Dengan lahirnya TAP MPR ini, maka reforma agraria masuk menjadi agenda
negara. Dengan demikian, perjuangan reforma agraria mendapat landasan hukum
baru untuk terus digelorakan, yakni pelaksanaan TAP MPR No. IX Tahun 2001.

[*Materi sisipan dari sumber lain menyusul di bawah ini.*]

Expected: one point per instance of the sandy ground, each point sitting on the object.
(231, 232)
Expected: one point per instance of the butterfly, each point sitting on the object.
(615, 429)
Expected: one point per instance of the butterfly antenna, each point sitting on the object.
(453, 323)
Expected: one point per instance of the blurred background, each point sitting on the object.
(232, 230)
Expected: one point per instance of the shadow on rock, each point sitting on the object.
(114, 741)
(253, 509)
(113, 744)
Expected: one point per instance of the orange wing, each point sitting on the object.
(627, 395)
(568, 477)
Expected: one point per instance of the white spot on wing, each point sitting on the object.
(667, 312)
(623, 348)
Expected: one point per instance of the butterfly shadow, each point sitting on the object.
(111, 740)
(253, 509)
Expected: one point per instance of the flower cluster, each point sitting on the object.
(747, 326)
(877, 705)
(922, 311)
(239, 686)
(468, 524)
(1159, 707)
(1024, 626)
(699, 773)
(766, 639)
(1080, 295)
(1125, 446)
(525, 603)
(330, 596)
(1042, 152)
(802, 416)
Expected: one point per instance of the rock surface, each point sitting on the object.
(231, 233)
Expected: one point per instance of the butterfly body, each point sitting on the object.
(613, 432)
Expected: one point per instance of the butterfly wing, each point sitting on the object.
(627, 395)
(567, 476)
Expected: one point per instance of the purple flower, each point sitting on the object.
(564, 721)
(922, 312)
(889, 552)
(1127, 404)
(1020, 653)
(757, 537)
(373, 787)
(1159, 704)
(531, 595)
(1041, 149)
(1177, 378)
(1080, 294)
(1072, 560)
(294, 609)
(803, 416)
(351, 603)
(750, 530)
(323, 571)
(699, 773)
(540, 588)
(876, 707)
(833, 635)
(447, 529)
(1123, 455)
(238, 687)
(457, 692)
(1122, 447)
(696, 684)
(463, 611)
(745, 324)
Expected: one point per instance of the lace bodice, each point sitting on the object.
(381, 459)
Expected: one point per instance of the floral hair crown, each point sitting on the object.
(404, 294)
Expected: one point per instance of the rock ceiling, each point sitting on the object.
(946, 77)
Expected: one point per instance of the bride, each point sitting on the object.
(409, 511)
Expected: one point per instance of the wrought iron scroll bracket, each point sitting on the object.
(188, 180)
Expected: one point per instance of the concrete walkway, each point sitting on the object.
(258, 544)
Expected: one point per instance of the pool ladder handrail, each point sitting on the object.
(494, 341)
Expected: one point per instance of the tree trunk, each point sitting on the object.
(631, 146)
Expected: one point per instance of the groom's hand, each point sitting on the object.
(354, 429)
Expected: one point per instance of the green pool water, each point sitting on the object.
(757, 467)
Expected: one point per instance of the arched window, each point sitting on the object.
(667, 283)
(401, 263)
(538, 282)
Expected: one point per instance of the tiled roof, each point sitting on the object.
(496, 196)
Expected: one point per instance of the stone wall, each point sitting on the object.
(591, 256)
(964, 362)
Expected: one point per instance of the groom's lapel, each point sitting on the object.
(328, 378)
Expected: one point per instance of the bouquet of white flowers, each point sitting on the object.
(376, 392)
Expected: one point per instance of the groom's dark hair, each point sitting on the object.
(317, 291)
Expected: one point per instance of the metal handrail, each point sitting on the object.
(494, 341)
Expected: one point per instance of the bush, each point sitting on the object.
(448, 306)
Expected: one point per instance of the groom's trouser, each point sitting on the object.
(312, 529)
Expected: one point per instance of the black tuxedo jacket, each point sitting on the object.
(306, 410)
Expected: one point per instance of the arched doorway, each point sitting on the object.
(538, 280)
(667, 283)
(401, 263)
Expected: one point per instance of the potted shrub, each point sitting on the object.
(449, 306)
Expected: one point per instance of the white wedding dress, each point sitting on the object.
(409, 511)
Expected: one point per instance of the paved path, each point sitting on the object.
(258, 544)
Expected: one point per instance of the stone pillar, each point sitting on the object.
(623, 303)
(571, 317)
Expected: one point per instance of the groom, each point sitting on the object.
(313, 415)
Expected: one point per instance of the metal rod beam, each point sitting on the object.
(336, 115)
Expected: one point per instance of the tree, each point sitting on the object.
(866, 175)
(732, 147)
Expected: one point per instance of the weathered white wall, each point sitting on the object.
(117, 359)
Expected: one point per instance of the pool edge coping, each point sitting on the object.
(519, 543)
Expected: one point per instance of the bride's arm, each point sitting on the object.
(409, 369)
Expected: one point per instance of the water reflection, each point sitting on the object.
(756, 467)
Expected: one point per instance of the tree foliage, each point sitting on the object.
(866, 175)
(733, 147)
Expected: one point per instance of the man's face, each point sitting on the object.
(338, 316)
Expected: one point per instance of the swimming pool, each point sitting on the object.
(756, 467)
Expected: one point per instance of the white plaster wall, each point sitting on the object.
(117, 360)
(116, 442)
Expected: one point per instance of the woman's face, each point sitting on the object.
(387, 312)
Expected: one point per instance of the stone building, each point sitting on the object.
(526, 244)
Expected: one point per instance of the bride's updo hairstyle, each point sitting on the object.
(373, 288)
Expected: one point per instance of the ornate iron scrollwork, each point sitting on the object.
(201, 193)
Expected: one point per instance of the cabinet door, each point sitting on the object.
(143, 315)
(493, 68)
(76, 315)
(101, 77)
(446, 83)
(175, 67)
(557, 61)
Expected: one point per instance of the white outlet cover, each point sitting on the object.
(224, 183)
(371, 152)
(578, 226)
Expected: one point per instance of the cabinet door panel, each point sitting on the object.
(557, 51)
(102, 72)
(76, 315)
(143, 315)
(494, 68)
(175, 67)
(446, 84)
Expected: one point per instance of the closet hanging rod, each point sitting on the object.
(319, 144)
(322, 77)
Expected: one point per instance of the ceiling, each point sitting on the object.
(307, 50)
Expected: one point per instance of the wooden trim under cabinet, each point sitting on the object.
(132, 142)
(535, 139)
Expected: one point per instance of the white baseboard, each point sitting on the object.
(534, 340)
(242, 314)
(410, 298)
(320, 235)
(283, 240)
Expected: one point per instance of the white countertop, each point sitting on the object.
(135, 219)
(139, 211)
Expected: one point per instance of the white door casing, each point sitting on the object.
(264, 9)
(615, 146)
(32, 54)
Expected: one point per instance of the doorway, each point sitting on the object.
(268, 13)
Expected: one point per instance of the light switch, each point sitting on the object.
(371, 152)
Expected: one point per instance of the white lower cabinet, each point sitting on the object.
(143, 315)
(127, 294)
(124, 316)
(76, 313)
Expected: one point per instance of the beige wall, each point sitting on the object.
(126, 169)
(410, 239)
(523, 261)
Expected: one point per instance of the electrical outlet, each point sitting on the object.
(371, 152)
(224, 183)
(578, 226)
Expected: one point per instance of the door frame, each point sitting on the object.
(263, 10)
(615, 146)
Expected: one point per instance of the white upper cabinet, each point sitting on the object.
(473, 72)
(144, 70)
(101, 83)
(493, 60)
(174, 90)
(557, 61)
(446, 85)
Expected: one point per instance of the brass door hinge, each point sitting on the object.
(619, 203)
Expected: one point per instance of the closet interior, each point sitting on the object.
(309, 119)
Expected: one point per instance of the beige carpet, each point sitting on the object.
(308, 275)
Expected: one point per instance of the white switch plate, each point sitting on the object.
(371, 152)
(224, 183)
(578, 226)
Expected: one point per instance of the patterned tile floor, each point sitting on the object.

Namun demikian, di kalangan yang cukup berkonsentrasi pada perjuangan reforma
agraria, terjadi perdebatan berkaitan dengan penerimaan atau penolakan terhadap
substansi TAP MPR ini. Perdebatan ini tidak terlepas dari eksistensi Undang-Undang
Nomor 5 Tahun 1960 Tentang Peraturan Dasar Pokok Agraria atau yang lebih
dikenal sebagai Undang-Undang Pokok Agraria (UUPA) yang sebelum lahirnya TAP
MPR Nomor IX Tahun 2001 merupakan landasan hukum perjuangan reforma agraria.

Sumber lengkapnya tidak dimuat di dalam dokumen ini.